Alignment of the Cage Plates
Upper and lower cage plates 22, 21 are maintained in central alignment with the tong body 1 as shown in FIGS. 4 and 8 by contact between a radially outwardly directed circumferential surface 23 forming part of a centering track on the cage plates 21, 22, and the outwardly extending portions of the rollers 15, 15A. In FIG. 9 the rail 17 is shown contacting such a circumferential surface 23 on the lower cage plate 21.
In FIG. 10, the alternate rail 17A contacts the radially outwardly directed circumferential surface 23 of the cage plates 22 & 21 as well as the inwardly directed edge face surface 16 in the cover plate 2, 3.
In FIG. 11 containment of the lower cage plate 21 is provided by contact between the cage plate surface 23 and the lower rail 17 of the rotary gear 6, supplemented by a lower cover-mounted guide 25 positioned opposite the outer peripheral edge 26 of the lower cage plate 21. The rail 17 in FIG. 11 is shown as being a-symmetrical between its top and bottom portions. A cage plate mounted on the top (not shown), would not be confined by a supplementary cover-mounted guide in this configuration.
A differential “sliding” (rather than rolling) of the centering guide contacting surfaces on the cage plates 21,22 over or against rollers 15, 15A that rotate in order to support the rotary gear 6 is acceptable under many applications. In such case the cage plates 21, 22 may be said to be maintained in a “floating” confinement by sliding against the rollers 15, 15A. While not ideal, when the highest torques are being transmitted to the rotary gear 6 virtually no differential motion occurs between the rotary gear 6 and the cage plates 21, 22. When the rotary gear's requirement for support is greatest (high static loads), no significant differential movement in the chain of parts delivering the force e.g. no rolling, occurs. Where “skidding” at the contacting surfaces does occur, it is preferable to provide enough clearance between the parts to prevent scoring or jamming.

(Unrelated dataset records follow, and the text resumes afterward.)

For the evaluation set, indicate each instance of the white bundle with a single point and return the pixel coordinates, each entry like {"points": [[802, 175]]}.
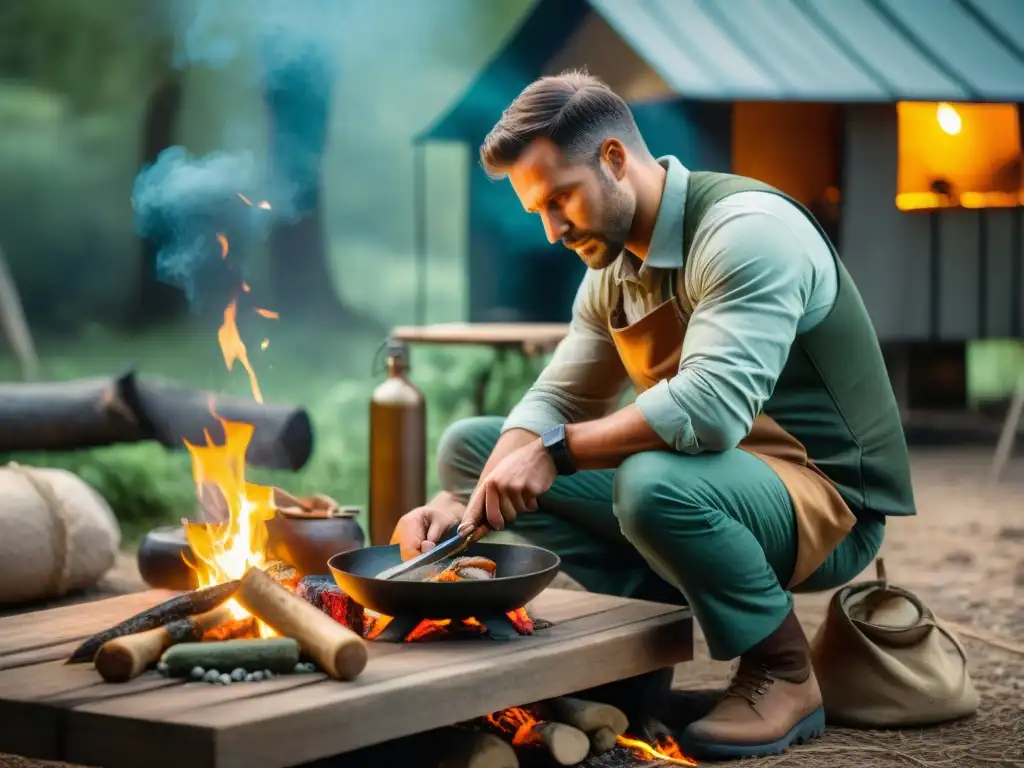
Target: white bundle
{"points": [[57, 535]]}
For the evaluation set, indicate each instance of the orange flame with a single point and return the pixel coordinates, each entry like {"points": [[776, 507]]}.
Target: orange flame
{"points": [[514, 720], [666, 751], [235, 349], [225, 551]]}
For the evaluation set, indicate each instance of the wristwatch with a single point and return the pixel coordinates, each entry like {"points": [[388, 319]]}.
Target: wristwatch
{"points": [[554, 442]]}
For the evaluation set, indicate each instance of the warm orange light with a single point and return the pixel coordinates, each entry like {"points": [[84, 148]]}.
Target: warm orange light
{"points": [[958, 156], [948, 119], [225, 552]]}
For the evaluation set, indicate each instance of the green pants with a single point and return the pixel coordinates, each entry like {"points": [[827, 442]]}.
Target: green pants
{"points": [[715, 531]]}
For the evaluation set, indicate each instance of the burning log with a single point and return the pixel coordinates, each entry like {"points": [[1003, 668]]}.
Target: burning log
{"points": [[338, 650], [92, 413], [462, 748], [178, 607], [323, 593], [563, 743], [279, 654], [602, 723], [126, 657]]}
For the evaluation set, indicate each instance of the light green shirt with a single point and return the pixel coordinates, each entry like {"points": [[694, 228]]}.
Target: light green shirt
{"points": [[758, 273]]}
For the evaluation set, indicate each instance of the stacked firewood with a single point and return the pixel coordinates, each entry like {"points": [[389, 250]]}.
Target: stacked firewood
{"points": [[196, 635], [562, 731]]}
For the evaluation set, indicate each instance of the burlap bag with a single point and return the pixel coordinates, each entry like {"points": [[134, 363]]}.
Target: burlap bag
{"points": [[884, 660], [57, 535]]}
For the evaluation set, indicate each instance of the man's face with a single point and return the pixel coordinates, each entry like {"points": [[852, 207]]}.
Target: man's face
{"points": [[584, 205]]}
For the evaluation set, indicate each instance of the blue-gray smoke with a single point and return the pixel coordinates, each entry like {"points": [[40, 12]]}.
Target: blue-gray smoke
{"points": [[181, 202]]}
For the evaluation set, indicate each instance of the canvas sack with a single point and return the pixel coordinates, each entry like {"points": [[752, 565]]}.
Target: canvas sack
{"points": [[884, 660]]}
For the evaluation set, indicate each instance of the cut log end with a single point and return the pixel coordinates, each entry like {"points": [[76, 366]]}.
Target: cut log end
{"points": [[565, 744], [338, 650]]}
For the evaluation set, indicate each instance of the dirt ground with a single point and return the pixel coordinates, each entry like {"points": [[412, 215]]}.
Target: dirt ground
{"points": [[964, 555]]}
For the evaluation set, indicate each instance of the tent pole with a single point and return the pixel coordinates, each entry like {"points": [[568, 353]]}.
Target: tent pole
{"points": [[420, 229]]}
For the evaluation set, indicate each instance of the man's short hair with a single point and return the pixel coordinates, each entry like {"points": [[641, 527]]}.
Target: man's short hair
{"points": [[577, 112]]}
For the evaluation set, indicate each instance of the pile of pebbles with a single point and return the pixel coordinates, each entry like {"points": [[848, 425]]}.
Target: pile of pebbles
{"points": [[237, 676]]}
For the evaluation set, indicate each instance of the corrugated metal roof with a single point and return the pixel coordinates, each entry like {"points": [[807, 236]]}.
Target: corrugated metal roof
{"points": [[835, 50]]}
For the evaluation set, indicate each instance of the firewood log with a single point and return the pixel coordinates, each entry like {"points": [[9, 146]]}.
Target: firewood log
{"points": [[180, 606], [92, 413], [587, 716], [462, 748], [602, 740], [563, 743], [126, 657], [338, 650]]}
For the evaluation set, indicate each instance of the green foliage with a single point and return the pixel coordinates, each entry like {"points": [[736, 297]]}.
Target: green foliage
{"points": [[147, 485]]}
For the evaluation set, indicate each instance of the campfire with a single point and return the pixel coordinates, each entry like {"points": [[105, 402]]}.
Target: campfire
{"points": [[253, 617]]}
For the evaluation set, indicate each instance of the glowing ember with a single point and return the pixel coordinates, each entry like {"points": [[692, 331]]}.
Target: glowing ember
{"points": [[514, 720], [235, 349], [667, 751], [225, 552]]}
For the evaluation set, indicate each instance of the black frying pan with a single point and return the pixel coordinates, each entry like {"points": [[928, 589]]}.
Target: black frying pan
{"points": [[523, 572]]}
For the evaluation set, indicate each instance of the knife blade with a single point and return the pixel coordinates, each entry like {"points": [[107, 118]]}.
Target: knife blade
{"points": [[449, 548]]}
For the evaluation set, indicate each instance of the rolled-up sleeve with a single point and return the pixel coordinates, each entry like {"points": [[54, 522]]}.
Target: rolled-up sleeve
{"points": [[750, 279], [585, 378]]}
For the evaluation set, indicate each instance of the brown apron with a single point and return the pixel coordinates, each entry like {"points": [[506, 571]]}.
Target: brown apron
{"points": [[650, 350]]}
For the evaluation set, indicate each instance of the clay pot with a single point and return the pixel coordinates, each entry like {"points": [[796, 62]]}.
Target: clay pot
{"points": [[305, 543]]}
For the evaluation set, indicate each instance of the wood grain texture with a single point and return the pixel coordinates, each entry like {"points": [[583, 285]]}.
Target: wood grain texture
{"points": [[52, 711]]}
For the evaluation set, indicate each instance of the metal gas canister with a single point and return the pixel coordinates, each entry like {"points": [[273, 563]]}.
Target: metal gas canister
{"points": [[397, 446]]}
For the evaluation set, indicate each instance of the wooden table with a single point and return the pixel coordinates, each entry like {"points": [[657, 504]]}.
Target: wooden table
{"points": [[49, 710], [526, 339]]}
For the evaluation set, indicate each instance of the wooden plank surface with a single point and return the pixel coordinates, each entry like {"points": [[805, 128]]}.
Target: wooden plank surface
{"points": [[538, 335], [53, 711]]}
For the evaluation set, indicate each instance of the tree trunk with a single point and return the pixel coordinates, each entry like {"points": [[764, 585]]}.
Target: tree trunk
{"points": [[159, 302], [297, 94]]}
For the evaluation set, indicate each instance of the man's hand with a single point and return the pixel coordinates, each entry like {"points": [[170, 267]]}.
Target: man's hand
{"points": [[511, 487], [419, 530]]}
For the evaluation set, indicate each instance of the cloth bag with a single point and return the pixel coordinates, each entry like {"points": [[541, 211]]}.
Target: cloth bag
{"points": [[884, 660], [57, 535]]}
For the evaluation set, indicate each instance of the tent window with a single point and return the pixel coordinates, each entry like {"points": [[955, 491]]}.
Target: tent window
{"points": [[958, 156]]}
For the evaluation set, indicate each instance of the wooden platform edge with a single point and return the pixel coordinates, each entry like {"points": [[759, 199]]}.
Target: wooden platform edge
{"points": [[323, 729]]}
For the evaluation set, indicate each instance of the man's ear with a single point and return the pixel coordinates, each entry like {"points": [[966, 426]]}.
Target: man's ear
{"points": [[613, 155]]}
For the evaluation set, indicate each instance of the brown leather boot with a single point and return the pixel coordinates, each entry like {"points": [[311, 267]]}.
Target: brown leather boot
{"points": [[772, 702]]}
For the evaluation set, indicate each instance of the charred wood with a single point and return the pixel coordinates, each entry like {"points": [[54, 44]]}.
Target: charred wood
{"points": [[93, 413], [178, 607]]}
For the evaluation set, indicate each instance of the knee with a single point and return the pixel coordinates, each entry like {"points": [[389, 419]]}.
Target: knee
{"points": [[463, 451], [647, 495]]}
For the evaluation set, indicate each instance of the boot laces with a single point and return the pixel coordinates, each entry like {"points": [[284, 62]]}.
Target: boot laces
{"points": [[751, 682]]}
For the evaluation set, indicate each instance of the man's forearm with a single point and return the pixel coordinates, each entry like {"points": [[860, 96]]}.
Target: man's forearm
{"points": [[511, 440], [604, 443]]}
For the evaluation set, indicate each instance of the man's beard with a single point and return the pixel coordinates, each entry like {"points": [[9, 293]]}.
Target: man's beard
{"points": [[608, 241]]}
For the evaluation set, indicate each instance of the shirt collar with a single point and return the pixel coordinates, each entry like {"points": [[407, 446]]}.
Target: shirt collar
{"points": [[666, 251]]}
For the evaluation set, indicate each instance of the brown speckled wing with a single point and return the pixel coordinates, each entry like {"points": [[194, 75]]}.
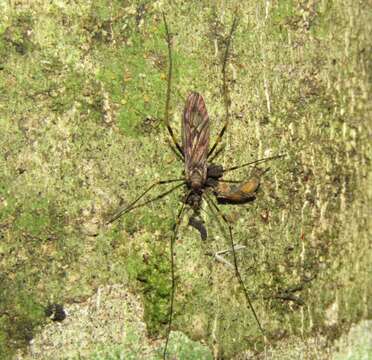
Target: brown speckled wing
{"points": [[195, 135]]}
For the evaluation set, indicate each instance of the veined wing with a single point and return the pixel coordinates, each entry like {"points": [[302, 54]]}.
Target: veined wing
{"points": [[195, 139]]}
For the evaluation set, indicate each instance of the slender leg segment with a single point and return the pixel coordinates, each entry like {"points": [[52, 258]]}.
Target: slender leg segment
{"points": [[212, 205], [133, 205], [169, 83], [225, 88], [173, 240]]}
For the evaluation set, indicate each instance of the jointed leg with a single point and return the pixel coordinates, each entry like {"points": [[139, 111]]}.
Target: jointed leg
{"points": [[133, 204], [173, 240], [170, 66], [253, 162], [237, 273]]}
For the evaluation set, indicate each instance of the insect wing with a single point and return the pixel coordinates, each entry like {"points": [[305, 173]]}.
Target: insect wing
{"points": [[195, 135]]}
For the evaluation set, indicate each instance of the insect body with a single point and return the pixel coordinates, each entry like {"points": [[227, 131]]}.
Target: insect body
{"points": [[201, 179]]}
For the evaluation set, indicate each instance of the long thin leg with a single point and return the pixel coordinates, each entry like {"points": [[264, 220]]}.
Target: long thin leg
{"points": [[225, 88], [253, 163], [173, 240], [169, 82], [211, 203], [131, 206]]}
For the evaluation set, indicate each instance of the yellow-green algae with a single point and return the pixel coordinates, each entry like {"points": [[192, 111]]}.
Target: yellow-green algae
{"points": [[82, 92]]}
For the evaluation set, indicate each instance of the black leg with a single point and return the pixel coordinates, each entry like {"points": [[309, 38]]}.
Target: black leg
{"points": [[253, 162], [173, 240], [212, 205]]}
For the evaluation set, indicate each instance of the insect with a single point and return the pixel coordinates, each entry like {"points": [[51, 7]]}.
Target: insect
{"points": [[202, 178]]}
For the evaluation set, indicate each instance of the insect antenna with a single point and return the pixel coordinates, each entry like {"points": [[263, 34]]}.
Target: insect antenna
{"points": [[133, 205], [172, 242], [215, 210], [169, 83], [225, 88]]}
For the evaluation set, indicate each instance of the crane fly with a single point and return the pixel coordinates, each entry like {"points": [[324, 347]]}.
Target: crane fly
{"points": [[202, 178]]}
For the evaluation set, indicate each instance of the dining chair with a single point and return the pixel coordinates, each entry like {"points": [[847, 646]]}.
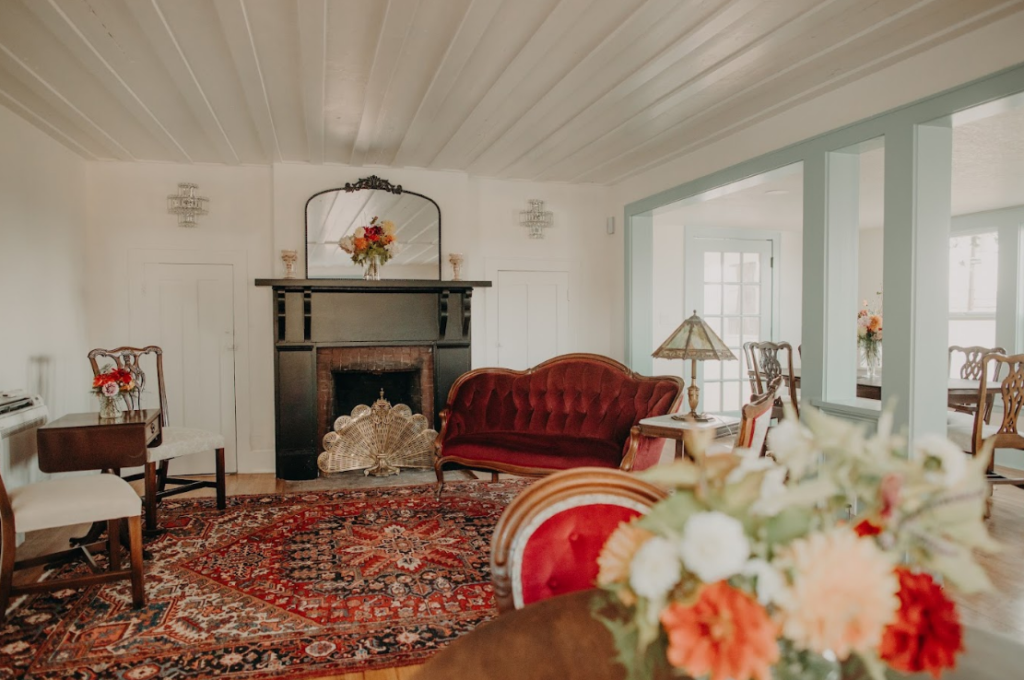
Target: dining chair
{"points": [[754, 423], [765, 365], [549, 538], [176, 441], [972, 432], [971, 370], [66, 502]]}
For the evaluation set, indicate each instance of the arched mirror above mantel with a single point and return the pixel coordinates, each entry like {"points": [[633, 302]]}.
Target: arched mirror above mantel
{"points": [[334, 214]]}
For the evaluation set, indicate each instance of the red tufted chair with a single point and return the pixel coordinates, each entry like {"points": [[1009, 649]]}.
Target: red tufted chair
{"points": [[571, 411], [548, 540]]}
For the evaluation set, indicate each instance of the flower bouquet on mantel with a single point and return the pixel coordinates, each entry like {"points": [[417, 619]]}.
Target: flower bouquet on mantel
{"points": [[372, 246], [833, 562]]}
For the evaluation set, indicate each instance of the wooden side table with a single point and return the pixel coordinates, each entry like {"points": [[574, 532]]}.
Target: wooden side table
{"points": [[668, 427]]}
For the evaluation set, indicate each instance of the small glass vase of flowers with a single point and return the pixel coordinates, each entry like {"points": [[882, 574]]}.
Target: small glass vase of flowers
{"points": [[869, 338], [110, 386], [836, 561], [372, 246]]}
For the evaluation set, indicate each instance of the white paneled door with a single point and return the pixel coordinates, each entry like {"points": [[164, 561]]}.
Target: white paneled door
{"points": [[532, 316], [187, 309], [728, 283]]}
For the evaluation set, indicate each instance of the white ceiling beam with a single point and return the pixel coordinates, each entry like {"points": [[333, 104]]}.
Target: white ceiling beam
{"points": [[49, 93], [398, 19], [238, 33], [707, 43], [559, 27], [171, 55], [43, 123], [90, 56], [477, 17], [907, 33], [649, 32], [312, 56]]}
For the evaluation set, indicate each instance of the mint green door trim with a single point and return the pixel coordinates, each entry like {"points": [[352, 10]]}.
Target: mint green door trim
{"points": [[638, 236]]}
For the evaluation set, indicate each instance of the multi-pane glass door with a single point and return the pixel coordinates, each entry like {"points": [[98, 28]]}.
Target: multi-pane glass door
{"points": [[728, 283]]}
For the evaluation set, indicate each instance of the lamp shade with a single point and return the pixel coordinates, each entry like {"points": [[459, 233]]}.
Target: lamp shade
{"points": [[694, 339]]}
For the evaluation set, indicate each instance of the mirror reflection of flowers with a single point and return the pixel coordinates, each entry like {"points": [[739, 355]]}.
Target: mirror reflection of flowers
{"points": [[843, 553], [113, 381], [376, 241], [869, 325]]}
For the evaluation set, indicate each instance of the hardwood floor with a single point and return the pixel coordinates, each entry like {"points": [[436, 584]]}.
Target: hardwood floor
{"points": [[1000, 610]]}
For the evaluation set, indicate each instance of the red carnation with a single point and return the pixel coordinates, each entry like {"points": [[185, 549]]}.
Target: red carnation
{"points": [[866, 527], [927, 634]]}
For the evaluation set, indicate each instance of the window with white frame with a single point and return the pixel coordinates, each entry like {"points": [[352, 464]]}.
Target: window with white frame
{"points": [[973, 286]]}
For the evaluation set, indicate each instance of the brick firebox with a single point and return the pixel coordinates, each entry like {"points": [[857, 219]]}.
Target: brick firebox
{"points": [[373, 359]]}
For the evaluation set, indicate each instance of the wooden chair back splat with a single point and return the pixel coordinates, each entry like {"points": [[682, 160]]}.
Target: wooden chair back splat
{"points": [[766, 366]]}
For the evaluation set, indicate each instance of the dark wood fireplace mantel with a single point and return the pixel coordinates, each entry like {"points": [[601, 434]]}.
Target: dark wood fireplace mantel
{"points": [[313, 313]]}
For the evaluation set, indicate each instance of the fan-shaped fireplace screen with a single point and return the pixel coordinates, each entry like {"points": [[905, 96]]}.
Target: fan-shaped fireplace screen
{"points": [[336, 213]]}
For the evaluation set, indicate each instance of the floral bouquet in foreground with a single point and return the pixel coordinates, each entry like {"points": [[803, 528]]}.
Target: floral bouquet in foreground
{"points": [[113, 381], [835, 559], [375, 241]]}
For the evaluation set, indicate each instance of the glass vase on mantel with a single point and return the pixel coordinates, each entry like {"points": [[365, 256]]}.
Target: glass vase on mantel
{"points": [[373, 270], [110, 408], [870, 353]]}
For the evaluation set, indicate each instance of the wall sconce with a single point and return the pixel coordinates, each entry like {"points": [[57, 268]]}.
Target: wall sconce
{"points": [[536, 219], [186, 205]]}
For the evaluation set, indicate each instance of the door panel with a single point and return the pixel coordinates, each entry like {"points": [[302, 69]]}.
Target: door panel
{"points": [[532, 316], [729, 284], [188, 312]]}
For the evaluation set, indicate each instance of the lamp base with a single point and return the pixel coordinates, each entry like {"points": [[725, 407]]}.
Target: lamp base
{"points": [[696, 417]]}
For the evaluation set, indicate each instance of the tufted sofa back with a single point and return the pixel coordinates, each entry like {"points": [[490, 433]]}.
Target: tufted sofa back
{"points": [[585, 395]]}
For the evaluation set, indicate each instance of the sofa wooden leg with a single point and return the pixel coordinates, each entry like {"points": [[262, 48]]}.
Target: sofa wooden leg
{"points": [[440, 480]]}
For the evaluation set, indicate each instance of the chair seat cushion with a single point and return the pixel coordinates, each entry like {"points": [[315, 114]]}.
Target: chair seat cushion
{"points": [[71, 501], [960, 429], [183, 441], [525, 450]]}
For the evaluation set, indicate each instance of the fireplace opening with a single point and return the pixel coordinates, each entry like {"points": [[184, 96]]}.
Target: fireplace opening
{"points": [[349, 376], [354, 387]]}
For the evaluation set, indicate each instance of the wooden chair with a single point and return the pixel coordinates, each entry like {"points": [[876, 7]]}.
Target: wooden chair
{"points": [[766, 366], [754, 423], [548, 540], [177, 441], [972, 370], [66, 502], [1004, 435]]}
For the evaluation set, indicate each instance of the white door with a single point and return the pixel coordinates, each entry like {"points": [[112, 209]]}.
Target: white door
{"points": [[532, 316], [729, 284], [187, 310]]}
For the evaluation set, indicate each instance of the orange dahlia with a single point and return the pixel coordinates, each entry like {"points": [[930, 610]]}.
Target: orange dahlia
{"points": [[725, 634], [927, 633]]}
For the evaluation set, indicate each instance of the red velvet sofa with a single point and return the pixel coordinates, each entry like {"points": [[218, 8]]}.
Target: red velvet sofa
{"points": [[571, 411]]}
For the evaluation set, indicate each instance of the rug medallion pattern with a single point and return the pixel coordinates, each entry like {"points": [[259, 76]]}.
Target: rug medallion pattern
{"points": [[296, 585]]}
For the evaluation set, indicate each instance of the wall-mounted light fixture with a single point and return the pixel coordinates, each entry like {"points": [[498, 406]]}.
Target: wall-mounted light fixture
{"points": [[536, 219], [186, 205]]}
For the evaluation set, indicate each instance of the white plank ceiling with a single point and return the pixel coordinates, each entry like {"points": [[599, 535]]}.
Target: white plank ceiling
{"points": [[568, 90]]}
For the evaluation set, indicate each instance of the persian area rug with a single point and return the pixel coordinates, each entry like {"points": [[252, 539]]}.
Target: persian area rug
{"points": [[296, 586]]}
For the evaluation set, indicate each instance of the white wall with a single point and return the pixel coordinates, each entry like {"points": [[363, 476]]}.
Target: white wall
{"points": [[42, 268], [869, 258], [128, 221]]}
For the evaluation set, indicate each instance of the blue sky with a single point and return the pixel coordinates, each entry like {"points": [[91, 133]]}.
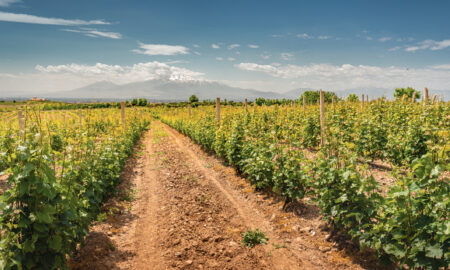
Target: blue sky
{"points": [[266, 45]]}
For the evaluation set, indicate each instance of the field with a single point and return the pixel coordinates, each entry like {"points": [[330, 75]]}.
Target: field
{"points": [[360, 186]]}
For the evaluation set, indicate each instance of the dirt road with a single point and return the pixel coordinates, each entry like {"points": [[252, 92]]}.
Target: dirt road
{"points": [[180, 208]]}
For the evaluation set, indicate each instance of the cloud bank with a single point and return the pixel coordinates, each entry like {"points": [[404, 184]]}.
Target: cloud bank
{"points": [[161, 49], [95, 33], [25, 18], [335, 77], [55, 78]]}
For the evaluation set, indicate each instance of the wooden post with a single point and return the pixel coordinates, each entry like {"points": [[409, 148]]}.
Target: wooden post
{"points": [[122, 114], [304, 104], [21, 122], [218, 110], [322, 118], [425, 95], [362, 102]]}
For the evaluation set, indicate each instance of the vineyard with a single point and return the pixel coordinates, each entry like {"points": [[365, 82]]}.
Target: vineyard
{"points": [[378, 171], [286, 149], [58, 169]]}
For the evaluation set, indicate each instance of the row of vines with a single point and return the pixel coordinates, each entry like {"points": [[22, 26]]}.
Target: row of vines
{"points": [[278, 148], [59, 167]]}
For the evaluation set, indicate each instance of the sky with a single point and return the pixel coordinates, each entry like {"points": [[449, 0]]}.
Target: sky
{"points": [[55, 45]]}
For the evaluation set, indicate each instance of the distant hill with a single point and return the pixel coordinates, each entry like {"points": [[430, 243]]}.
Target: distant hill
{"points": [[167, 90], [163, 90]]}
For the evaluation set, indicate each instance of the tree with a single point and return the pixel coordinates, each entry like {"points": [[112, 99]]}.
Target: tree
{"points": [[142, 102], [260, 101], [314, 96], [353, 98], [193, 99], [408, 92]]}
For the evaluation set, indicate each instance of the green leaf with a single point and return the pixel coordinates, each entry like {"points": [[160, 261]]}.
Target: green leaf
{"points": [[55, 242], [434, 251], [395, 249]]}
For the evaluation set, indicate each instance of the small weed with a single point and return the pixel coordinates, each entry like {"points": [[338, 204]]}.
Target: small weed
{"points": [[111, 246], [191, 178], [113, 211], [278, 246], [102, 217], [252, 238], [128, 194]]}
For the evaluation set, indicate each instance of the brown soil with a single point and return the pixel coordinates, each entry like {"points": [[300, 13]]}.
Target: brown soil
{"points": [[189, 211]]}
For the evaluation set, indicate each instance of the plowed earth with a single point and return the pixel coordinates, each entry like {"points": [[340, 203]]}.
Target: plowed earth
{"points": [[180, 208]]}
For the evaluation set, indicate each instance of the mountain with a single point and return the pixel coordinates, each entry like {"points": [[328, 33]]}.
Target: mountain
{"points": [[296, 93], [163, 90], [167, 90]]}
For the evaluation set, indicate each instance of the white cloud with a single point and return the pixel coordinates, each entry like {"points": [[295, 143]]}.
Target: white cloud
{"points": [[384, 39], [348, 76], [287, 56], [55, 78], [95, 33], [445, 66], [396, 48], [304, 36], [233, 46], [429, 45], [161, 49], [6, 3], [25, 18], [123, 74]]}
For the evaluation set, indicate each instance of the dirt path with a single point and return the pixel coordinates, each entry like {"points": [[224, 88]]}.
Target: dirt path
{"points": [[180, 208]]}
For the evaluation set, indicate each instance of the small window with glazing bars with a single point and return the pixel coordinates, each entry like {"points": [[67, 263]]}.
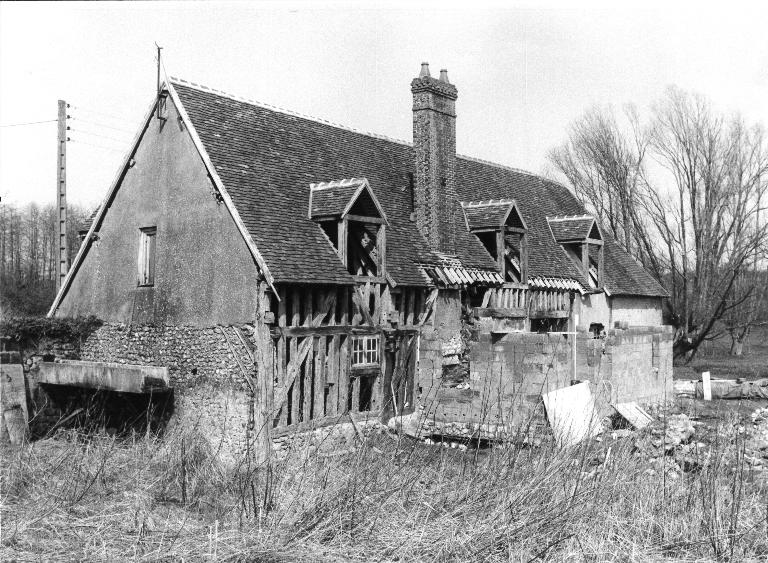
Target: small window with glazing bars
{"points": [[147, 256], [365, 351]]}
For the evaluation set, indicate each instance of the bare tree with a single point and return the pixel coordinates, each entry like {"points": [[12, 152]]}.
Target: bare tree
{"points": [[604, 160], [28, 253], [695, 219]]}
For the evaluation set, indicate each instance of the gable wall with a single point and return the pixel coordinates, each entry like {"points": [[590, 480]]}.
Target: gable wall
{"points": [[204, 273]]}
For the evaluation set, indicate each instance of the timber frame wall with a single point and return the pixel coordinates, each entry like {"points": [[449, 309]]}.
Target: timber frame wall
{"points": [[311, 329]]}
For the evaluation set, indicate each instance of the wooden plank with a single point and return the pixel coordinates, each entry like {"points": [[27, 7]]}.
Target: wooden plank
{"points": [[364, 219], [342, 241], [290, 381], [309, 368], [376, 304], [381, 245], [324, 330], [321, 377], [296, 306], [344, 369], [307, 308], [544, 314], [428, 306], [355, 395], [293, 370], [328, 302], [499, 312], [408, 305], [344, 306], [358, 297]]}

Cage Plates Support for the Rotary Gear
In FIG. 14 the cage plates 21, 22 actually participate in centering the rotary gear 6. While in FIG. 14 two alternate roller configurations for rollers 41, 40 carried respectively by the lower and upper cage plates 21, 22 are in apparent alignment with each other, the central dividing line 42 in this figure has been inserted to indicate that this is not necessarily a single cross-section. FIG. 14 can represent a single cross-section, but can also represent a composite cross-section taken along different radial planes. According to this latter interpretation, the bottom roller 41 can actually correspond to rollers interspersed between top rollers 40 as shown in the upper half of the figure.
In FIG. 14 the upper roller 40 contacts the rotary gear 6 and the lower roller 41 is, according to this interpretation, exemplary of an adjacent upper roller (not shown) that contacts the edge face surface 16 of the top cover 2. The actually depicted upper roller 40 acts as a first centering guide between the rotary gear 6 and an associated upper cage plate 22; and the corresponding adjacent upper roller (not shown—that is exemplified by the lower roller 41) acts as a second centering guide between the upper cage plate 22 and the top cover 2. Thus such first and second centering guide portions, e.g. rollers 40, 41, extending respectively between a cage plate 22 and the rotary gear 6 and between a cage plate 22 and the edge face surface 16 of the associated cover. The general effect of this arrangement is that the cage plate 22 participates as part of the centering guide for the rotary gear 6.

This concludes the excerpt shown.